Opening Statements in Trial for Cops Connected to George Floyd's Death Come Monday

On Thursday, jury selection concluded after just one day in the federal trial for three Minneapolis police officers charged in George Floyd's death.

Opening statements in the trial are scheduled for Monday. Some evidentiary issues will be addressed Friday.

J. Kueng, Thomas Lane, Tou Thao, and Derek Chauvin, another former Minneapolis police officer who was convicted for Floyd's death, are charged with willfully depriving Floyd of his constitutional rights while "acting under color of law," according to the federal indictment unsealed in May last year. The indictment says the three men are also charged with failing to aid Floyd with medical care despite knowing he needed it.

Additionally, Kueng and Thao are charged with failing to stop Chauvin from using unreasonable force that resulted in Floyd's death, according to the indictment.

In videos from bystanders, Kueng and Lane are seen helping to restrain Floyd as Chauvin knelt on his neck for over nine minutes in the attempted arrest on May 25, 2020. Thao managed the crowd of bystanders, keeping them away from Floyd. Floyd was handcuffed and lying flat on his stomach, saying he couldn't breathe multiple times.

Jury selection was swift, unlike Chauvin's state trial, which took over two weeks for a jury to be selected.

The AP reported the jury appeared mostly white. Chauvin's jury was half white, half nonwhite.

U.S. District Judge Paul Magnuson questioned potential jurors Thursday in St. Paul before final choices were made. Potential jurors had already filled out a questionnaire about where they live, their job history, education, military service, hobbies and families.

J. Kueng, Thomas Lane, Tou Thao, Trial
Jury selection for the federal trial of J. Alexander Kueng, Thomas Lane and Tou Thao began Thursday and could end in two days. Above, this combination of photos provided by the Hennepin County Sheriff's Office in Minnesota on June 3, 2020, shows, from left, Kueng, Lane and Thao. Hennepin County Sheriff's Office via AP, File

Magnuson continued his questions until 40 potential jurors were selected. The defense and prosecution were then allowed to use challenges to strike jurors. Out of the 40, 18 jurors, composed of six alternates and 12 to deliberate, were selected.
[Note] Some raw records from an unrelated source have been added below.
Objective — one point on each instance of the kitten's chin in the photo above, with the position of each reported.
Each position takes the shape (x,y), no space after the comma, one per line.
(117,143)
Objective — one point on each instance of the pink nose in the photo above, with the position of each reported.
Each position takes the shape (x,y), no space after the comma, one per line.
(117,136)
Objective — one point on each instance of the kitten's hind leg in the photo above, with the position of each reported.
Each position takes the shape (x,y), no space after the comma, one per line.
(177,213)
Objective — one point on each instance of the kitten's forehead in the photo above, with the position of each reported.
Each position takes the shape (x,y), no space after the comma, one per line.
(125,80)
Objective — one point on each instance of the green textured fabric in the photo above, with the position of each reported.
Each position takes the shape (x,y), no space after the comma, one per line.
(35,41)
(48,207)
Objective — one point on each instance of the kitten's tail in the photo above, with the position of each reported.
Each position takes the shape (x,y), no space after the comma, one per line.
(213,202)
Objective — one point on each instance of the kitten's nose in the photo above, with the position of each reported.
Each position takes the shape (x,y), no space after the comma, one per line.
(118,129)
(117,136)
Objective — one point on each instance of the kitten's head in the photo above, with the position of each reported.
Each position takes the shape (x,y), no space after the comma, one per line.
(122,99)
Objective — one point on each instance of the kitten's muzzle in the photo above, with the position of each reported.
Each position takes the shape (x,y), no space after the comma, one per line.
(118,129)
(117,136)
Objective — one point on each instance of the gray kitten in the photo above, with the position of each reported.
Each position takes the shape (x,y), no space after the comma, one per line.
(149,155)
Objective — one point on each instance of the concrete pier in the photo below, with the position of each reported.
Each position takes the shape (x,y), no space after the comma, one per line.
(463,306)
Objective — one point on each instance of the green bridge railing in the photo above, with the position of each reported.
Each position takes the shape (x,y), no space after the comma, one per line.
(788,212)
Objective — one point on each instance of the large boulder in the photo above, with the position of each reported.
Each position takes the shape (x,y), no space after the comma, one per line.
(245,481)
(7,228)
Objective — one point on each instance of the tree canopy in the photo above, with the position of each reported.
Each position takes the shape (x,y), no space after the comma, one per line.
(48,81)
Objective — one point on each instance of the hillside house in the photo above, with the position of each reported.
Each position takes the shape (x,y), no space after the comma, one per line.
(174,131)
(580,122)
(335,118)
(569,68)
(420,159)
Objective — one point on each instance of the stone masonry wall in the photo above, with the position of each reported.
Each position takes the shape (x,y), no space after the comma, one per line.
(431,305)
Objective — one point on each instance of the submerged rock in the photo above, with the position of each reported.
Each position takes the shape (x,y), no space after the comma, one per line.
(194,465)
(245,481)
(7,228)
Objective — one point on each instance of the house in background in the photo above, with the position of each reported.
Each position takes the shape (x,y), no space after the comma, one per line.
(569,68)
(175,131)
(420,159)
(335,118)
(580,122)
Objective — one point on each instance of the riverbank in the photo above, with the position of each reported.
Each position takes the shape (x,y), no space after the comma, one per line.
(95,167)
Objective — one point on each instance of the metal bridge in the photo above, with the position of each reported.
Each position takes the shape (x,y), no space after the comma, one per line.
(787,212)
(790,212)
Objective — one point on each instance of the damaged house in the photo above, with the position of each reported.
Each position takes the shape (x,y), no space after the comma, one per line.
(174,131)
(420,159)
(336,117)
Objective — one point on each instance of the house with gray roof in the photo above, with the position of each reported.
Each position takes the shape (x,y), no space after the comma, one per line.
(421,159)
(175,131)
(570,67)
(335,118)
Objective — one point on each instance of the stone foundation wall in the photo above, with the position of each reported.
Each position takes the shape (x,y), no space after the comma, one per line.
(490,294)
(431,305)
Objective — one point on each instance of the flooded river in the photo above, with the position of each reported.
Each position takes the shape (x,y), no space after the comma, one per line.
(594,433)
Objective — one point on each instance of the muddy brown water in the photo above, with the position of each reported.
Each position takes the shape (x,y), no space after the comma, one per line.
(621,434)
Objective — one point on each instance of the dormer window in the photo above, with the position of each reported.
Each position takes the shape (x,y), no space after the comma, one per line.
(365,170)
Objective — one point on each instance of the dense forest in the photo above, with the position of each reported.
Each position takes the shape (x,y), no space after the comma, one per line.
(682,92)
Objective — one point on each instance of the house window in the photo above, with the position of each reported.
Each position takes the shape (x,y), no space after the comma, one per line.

During the selection process, Magnuson told jurors they must disregard any information they may have learned in Chauvin's state trial and determine this case based on its evidence, according to AP. He asked several jurors if they could differentiate, singling them out by number. He said he was "harping and harping and harping" on the issue because federal and state law is different, and he wanted to ascertain the jurors could be objective.

Magnuson expects the trial to last four weeks. It will be more complicated than the state trial, though, legal experts say, because prosecutors must prove the officers deliberately violated Floyd's constitutional rights by unreasonably seizing him and depriving him of liberty without due process, legal experts say.

Violating constitutional rights, depending on the circumstances and any resulting injuries, could lead to a sentence of up to life in prison or even the death penalty, according to the Department of Justice.

The maximum penalty is extremely rare, though, USA Today reported. Federal sentencing guidelines have complex formulas that suggest the officers would get a lesser sentence if convicted.

Update 01/20 6:30 PM: This story was updated with a new headline details to reflect jury selection concluded, and minor edits.